Of course, John Francome and Peter Scudamore were legendary jockeys who, between them, dominated the National Hunt Jockeys’ Championship between the late seventies and the early nineties. Indeed, between 1975/76 and 1991/92, apart from Tommy Stack, in 1976/77, and Jonjo O’Neill twice, in 1977/78 and 1979/80, one or the other of them won the jockeys’ title.
Francome was employed, for the whole of his riding career, by another luminary of the sport, Fred Winter, at Uplands Stables, in Upper Lambourn, Berkshire. Having succeeded Richard Pitman as stable jockey in 1972, he became Champion Jockey for the first time in 1975/76 and went on to win six more titles, in 1978/79, 1980/81, 1981/82 (jointly, with Scudamore), 1982/83, 1983/84 and 1984/85. Francome never won the Grand National, and the Cheltenham Gold Cup just once, on Midnight Court, trained by Winter, in 1978. Nevertheless, he surpassed the previous record for career winners, 1,035, set by Stan Mellor, in May 1984 and, at the time of his retirement, the following April, had amassed a total of 1,138 winners.

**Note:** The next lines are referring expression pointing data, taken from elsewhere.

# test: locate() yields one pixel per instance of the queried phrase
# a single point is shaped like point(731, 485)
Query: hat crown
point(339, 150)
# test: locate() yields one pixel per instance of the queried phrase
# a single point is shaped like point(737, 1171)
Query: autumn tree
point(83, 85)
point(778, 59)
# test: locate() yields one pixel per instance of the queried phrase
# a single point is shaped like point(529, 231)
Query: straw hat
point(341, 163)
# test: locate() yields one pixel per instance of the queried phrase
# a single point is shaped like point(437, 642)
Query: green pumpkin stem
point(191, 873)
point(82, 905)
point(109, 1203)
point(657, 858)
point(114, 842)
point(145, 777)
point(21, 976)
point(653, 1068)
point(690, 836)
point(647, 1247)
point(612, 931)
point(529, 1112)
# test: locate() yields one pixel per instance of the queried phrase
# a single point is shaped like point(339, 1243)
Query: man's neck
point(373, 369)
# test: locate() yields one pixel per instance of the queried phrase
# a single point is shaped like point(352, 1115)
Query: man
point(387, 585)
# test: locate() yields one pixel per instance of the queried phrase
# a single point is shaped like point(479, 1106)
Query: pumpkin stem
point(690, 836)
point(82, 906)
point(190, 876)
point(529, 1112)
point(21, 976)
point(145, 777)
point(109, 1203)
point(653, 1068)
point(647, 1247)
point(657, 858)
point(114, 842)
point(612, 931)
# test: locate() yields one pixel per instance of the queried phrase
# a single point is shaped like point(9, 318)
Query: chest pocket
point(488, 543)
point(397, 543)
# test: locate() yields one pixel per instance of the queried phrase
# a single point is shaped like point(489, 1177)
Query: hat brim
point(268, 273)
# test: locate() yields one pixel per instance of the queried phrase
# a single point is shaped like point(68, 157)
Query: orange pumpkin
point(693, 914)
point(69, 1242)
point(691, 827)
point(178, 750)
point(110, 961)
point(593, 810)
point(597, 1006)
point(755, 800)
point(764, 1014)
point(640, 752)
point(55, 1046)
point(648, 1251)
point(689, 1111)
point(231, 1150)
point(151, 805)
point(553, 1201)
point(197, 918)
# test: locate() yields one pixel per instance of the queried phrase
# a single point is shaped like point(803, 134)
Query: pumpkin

Peter Scudamore rode his first winner under National Hunt Rules, as an amateur, in August, 1978, but turned professional shortly afterwards. Reflecting on his illustrious career, during which he became stable jockey to David Nicholson, Fred Winter and Martin Pipe, he once said, ‘He [Francome] made the rest of us feel inadequate’. Nevertheless, any such feeing did not stop Scudamore from becoming Champion Jockey eight times – the aforemention joint-title plus seven in a row between 1985/86 and 1991/92, after Francome retired – and amassing a record 1,678 career winners.